Crusty - polite && scalable broad web crawler

Overview

crates.io Dependency status

Crusty - polite && scalable broad web crawler

Introduction

Broad web crawling is an activity of going through practically boundless web by starting from a set of locations(urls) and following outgoing links. Usually it doesn't matter where you start from as long as it has outgoing links to external domains.

It presents unique set of challenges one must overcome to get a stable and scalable system, Crusty is an attempt to tackle on some of those challenges to see what's out here while having fun with Rust ;)
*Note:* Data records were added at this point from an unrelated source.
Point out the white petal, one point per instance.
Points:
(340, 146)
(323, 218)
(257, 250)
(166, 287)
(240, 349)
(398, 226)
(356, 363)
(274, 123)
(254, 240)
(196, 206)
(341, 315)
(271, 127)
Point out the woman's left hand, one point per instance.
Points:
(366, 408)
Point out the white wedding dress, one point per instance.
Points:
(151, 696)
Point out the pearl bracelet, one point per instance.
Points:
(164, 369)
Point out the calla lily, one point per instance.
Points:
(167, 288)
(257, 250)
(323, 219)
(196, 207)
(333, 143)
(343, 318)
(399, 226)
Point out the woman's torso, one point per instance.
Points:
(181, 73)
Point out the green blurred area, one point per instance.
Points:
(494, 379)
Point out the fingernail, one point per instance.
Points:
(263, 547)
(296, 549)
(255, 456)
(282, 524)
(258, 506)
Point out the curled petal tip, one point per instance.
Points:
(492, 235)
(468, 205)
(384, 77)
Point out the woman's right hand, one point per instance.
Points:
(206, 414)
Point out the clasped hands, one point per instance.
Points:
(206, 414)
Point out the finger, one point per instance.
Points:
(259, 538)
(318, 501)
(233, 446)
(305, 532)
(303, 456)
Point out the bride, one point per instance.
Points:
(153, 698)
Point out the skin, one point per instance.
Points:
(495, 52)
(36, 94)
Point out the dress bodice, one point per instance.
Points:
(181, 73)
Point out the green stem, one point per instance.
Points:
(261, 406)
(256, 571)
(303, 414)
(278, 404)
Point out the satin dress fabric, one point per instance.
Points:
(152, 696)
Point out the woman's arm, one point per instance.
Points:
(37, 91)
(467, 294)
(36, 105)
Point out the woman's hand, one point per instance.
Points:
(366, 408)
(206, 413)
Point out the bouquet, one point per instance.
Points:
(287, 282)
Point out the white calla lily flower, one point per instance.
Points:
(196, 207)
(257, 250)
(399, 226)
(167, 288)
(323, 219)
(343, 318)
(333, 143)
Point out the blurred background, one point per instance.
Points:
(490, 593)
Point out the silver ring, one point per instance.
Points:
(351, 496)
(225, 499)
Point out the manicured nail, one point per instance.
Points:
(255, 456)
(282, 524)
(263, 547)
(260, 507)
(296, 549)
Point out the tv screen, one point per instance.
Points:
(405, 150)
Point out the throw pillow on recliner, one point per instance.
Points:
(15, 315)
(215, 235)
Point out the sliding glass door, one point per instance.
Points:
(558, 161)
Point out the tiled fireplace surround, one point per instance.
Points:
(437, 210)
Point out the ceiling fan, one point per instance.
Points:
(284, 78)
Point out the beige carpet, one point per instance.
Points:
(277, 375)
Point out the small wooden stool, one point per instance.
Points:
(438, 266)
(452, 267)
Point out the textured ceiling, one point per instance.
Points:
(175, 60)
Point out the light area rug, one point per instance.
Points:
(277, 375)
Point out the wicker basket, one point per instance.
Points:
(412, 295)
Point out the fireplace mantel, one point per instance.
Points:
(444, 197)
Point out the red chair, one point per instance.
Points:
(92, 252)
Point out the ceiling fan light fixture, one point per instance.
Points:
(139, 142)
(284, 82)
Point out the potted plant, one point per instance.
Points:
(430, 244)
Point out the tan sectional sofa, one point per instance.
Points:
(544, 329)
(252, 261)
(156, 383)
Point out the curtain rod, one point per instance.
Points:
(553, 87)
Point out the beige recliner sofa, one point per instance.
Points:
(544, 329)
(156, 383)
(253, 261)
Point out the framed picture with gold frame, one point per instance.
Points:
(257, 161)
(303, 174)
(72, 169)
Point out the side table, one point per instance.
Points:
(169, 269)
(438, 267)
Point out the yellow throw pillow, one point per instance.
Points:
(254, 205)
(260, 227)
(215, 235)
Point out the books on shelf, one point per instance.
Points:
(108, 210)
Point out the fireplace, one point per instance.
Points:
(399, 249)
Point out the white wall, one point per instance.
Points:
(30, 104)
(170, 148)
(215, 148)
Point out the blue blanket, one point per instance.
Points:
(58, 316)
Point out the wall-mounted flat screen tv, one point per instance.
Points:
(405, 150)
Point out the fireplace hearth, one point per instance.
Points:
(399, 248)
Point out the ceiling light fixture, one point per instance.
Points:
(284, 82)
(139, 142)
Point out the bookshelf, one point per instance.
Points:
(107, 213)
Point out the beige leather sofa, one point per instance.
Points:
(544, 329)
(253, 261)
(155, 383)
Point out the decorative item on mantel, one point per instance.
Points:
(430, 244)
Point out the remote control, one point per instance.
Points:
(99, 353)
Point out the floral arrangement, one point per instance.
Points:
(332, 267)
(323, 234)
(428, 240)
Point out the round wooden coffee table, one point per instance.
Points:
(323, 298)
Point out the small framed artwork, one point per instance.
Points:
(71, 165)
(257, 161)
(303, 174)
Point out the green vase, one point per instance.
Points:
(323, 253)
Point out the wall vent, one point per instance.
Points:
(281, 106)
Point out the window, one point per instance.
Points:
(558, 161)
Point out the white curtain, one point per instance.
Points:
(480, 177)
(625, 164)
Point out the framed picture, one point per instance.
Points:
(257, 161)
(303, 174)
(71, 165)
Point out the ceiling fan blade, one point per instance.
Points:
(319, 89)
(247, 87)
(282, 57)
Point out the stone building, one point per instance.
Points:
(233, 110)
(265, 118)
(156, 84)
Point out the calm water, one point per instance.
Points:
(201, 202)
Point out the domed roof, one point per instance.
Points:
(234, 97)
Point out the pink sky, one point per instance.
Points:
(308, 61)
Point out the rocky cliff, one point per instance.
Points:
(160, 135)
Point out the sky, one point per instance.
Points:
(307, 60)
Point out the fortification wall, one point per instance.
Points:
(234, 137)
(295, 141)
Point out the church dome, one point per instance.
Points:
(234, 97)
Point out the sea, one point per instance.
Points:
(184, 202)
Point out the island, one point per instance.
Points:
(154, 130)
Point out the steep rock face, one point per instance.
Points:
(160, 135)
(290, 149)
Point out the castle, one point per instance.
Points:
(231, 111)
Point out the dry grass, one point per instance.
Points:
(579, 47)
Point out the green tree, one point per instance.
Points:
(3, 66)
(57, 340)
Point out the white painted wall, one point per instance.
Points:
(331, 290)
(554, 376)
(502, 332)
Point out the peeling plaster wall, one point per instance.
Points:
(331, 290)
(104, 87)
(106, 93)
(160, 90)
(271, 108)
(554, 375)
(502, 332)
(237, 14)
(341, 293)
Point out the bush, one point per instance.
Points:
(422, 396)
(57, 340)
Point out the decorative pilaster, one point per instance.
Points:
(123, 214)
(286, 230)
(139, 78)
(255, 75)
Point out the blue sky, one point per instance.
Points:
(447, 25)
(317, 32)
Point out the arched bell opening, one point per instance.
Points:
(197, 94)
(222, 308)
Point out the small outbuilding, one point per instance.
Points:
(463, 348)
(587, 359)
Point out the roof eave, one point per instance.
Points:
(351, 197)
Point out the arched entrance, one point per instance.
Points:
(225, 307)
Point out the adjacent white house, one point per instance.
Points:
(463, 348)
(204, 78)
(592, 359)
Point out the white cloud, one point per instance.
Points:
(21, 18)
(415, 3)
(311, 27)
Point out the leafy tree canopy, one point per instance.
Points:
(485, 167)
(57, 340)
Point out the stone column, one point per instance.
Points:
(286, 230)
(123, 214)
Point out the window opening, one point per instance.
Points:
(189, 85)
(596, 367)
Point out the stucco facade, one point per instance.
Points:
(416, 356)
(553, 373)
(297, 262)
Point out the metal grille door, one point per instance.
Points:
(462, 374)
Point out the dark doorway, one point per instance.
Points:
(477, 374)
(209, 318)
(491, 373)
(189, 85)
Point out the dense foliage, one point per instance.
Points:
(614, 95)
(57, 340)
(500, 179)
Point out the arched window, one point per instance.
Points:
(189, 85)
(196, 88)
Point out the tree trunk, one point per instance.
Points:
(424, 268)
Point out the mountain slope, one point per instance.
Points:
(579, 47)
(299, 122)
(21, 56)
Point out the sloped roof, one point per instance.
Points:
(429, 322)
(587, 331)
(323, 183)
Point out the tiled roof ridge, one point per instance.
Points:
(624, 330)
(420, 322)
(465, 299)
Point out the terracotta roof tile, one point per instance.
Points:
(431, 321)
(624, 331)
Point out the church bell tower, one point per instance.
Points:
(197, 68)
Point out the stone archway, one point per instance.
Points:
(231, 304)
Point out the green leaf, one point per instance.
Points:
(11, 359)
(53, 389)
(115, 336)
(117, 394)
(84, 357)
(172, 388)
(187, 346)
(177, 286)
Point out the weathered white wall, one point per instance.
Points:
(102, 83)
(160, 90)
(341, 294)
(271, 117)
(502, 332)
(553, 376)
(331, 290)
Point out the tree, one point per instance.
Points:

This particular implementation could be used to quickly fetch a subset of all observable internet and for example, discover most popular domains/links

Built on top of crusty-core which handles all low-level aspects of web crawling

Key features

  • Configurability && extensibility

    see a typical config file with some explanations regarding available options

  • Fast single node performance

    Crusty is written in Rust on top of green threads running on tokio, so it can achieve quite impressive single-node performance even on a moderate PC

    Additional optimizations are possible to further improve this(mostly better html parsing, there are tasks that do not require full DOM parsing, this implementation does full DOM parsing mostly for the sake of extensibility and configurability)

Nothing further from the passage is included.